Did the Minister surrender?

Federal Court. After judicial review proceedings commenced, the Minister's Department took steps that resulted in the applicant succeeding in obtaining the outcome which he sought on judicial review. Is this an example of surrender, with the result that the applicant should obtain costs?

The Department indicated to the Applicant that his partner visa application had been withdrawn.

The Applicant wrote to the Department, indicating that without his knowledge or consent, his former partner had logged into his ImmiAccount and submitted the withdrawal request.

The Applicant applied for judicial review of the Department's decision to treat the partner visa application as withdrawn.

Months later, before the judicial review application was decided, notifying him that it reserved the withdrawal, with the effect that the partner visa application was reinstated.
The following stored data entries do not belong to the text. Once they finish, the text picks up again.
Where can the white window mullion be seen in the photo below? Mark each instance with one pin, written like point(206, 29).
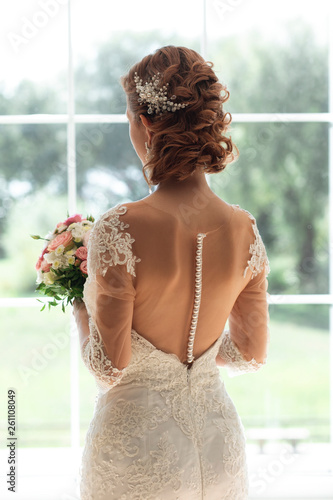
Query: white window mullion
point(330, 176)
point(71, 189)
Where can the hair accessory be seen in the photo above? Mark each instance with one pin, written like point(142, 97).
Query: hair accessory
point(155, 97)
point(148, 150)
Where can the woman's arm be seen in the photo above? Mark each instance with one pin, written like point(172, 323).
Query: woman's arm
point(82, 321)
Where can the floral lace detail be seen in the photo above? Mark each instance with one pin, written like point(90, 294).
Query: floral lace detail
point(97, 362)
point(125, 425)
point(147, 477)
point(259, 260)
point(165, 431)
point(109, 245)
point(236, 364)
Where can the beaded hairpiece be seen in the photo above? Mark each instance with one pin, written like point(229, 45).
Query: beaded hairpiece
point(155, 97)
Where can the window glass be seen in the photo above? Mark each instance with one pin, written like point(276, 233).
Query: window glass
point(33, 57)
point(109, 171)
point(119, 35)
point(271, 55)
point(37, 366)
point(283, 181)
point(292, 389)
point(33, 184)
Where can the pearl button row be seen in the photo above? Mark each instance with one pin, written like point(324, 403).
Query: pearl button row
point(197, 297)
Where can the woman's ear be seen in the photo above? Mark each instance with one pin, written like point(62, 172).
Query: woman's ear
point(146, 123)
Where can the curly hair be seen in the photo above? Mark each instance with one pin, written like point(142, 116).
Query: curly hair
point(190, 138)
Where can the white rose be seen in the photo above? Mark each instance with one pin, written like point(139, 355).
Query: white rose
point(56, 264)
point(59, 250)
point(48, 278)
point(50, 257)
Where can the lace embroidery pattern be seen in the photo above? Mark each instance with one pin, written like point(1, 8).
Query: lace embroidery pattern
point(259, 260)
point(110, 245)
point(236, 364)
point(125, 424)
point(96, 360)
point(158, 399)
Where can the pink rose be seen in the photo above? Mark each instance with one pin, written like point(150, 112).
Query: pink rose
point(62, 239)
point(85, 238)
point(45, 266)
point(83, 267)
point(82, 253)
point(74, 218)
point(39, 263)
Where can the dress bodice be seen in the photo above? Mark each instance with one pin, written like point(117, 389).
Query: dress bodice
point(148, 273)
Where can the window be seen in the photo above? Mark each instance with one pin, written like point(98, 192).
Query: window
point(65, 146)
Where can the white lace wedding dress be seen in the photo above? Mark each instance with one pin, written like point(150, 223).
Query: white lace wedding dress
point(162, 429)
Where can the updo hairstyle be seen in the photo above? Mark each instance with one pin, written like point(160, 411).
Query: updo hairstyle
point(190, 138)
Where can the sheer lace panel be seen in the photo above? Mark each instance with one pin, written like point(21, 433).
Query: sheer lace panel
point(96, 360)
point(236, 364)
point(110, 245)
point(259, 260)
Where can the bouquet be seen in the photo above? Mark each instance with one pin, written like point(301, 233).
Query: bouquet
point(62, 265)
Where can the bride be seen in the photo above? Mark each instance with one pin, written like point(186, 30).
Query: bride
point(164, 275)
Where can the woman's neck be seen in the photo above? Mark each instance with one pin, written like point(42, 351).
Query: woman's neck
point(195, 181)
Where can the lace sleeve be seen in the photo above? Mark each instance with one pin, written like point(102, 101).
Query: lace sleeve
point(109, 296)
point(235, 363)
point(97, 361)
point(248, 335)
point(259, 260)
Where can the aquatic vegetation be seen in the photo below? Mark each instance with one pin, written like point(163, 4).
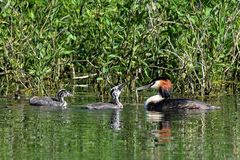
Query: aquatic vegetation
point(195, 43)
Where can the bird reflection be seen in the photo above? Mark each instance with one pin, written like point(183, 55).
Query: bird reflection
point(115, 120)
point(162, 132)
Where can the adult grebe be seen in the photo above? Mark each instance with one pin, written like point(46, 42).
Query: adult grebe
point(57, 101)
point(115, 104)
point(162, 102)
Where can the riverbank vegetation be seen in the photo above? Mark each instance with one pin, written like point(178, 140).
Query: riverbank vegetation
point(195, 43)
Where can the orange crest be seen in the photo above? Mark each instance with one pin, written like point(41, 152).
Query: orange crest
point(166, 84)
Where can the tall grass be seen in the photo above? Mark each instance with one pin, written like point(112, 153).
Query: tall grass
point(195, 43)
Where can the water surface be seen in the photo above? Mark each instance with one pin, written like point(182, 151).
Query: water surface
point(131, 133)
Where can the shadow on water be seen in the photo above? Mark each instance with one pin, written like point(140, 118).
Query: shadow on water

As such, the proceedings in the Federal Court were resolved before a hearing on the merits of the judicial review application.

The applicant then sought costs in relation to the judicial review application, which the respondent Minister opposed.

Some of the questions to the Federal Court (FCA) were as follows:

Question 1: Is this an example of the Minister surrendering the judicial review application, with the “practical result” that the applicant has succeeded in obtaining the outcome which he sought?

Question 2: Can it be said that, "while the reversal decision was made by the Department, the Minister is responsible for the Department and the administration of the Migration Act 1958 (Cth)", with the result that "the conduct of the Department should not be considered as separate from the Minister’s conduct and treated as a supervening event"?